Haven't you heard about Grover's Algorithm?
https://arxiv.org/pdf/2202.10982
Applying Grovers Algorithm to Hash Functions: A Software Perspective
The title mentions a quantum-resistant wallet, but as far as I understand, there is no "first quantum-resistant wallet in the world" here yet, right? So far, we are only talking about just one "quantum-resistant transaction". And even there, the discussion mixes two different meanings of the word "resistance": resistance as an additional cryptographic lock, and resistance as the impossibility of a practical attack. At the moment, the OP is only proposing resistance in the first sense.
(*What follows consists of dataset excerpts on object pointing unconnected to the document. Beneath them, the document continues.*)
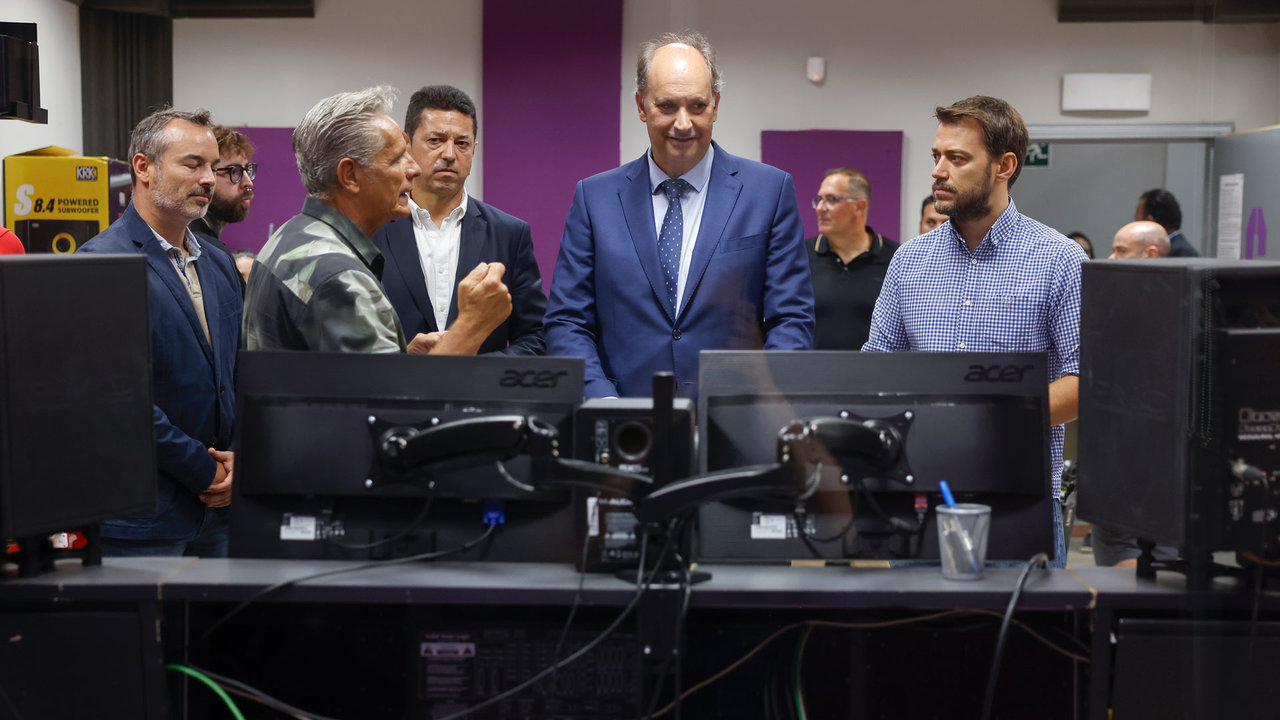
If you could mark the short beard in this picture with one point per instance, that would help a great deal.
(227, 212)
(969, 205)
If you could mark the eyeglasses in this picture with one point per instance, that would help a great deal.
(236, 172)
(831, 200)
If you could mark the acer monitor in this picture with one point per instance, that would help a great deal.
(977, 420)
(311, 482)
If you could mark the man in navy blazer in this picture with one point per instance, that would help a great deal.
(448, 233)
(195, 304)
(728, 268)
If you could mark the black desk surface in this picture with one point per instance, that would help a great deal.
(508, 583)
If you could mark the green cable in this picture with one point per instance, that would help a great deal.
(795, 670)
(215, 687)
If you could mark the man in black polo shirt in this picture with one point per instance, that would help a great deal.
(846, 260)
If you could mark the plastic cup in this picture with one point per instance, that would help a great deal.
(963, 540)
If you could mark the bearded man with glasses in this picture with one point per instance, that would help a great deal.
(233, 188)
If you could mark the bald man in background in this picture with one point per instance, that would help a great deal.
(1139, 241)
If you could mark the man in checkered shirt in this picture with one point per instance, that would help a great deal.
(990, 279)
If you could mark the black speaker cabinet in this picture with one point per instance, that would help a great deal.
(77, 443)
(620, 433)
(1179, 369)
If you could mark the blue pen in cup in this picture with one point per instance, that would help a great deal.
(946, 493)
(955, 537)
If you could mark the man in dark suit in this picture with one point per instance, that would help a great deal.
(196, 306)
(684, 249)
(1160, 206)
(448, 233)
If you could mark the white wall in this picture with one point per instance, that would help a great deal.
(58, 36)
(887, 64)
(270, 72)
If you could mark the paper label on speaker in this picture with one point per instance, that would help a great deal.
(768, 527)
(298, 528)
(1258, 424)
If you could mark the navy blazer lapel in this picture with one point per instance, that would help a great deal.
(723, 188)
(402, 246)
(636, 199)
(213, 301)
(164, 268)
(475, 233)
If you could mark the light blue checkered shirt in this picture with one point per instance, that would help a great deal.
(1018, 292)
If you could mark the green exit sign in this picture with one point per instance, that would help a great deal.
(1037, 155)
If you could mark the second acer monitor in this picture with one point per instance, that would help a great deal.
(977, 420)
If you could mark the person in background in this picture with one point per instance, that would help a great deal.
(233, 191)
(846, 261)
(315, 285)
(1083, 241)
(449, 232)
(929, 215)
(1160, 206)
(1141, 240)
(245, 263)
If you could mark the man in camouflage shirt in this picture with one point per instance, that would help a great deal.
(315, 285)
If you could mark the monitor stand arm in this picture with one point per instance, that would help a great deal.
(402, 450)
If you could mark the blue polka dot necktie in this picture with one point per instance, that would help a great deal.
(671, 237)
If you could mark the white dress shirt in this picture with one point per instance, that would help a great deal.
(690, 205)
(438, 250)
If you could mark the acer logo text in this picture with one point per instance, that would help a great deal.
(996, 373)
(531, 378)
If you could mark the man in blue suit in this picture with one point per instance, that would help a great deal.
(686, 249)
(448, 233)
(195, 304)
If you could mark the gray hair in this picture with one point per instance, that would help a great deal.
(338, 127)
(150, 139)
(690, 37)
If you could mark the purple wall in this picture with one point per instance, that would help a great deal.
(809, 154)
(278, 192)
(552, 85)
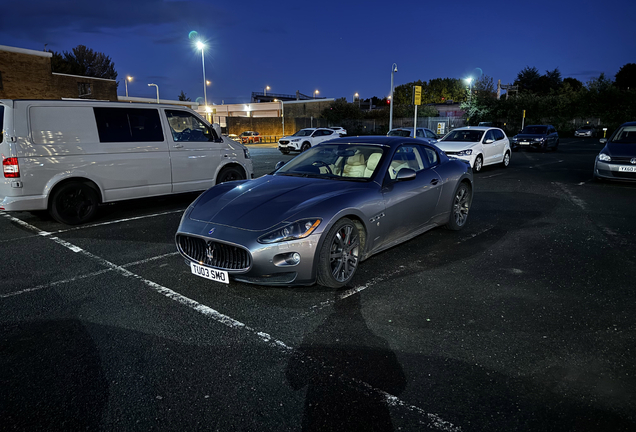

There is no discussion at all of a wallet that would actually allow the owner to keep their bitcoins in the presence of a quantum adversary.
Or by choosing this title, is the OP implying that they already have a solution to that problem as well?
This is not really a quantum-resistant transaction, because you did not emulate some quantum-resistant algorithm inside the locking script.
There are a bunch of NIST algorithms rated for quantum-safe usage, but you will have to design them in Bitcoin Script by hand, as none exist already AFAIK.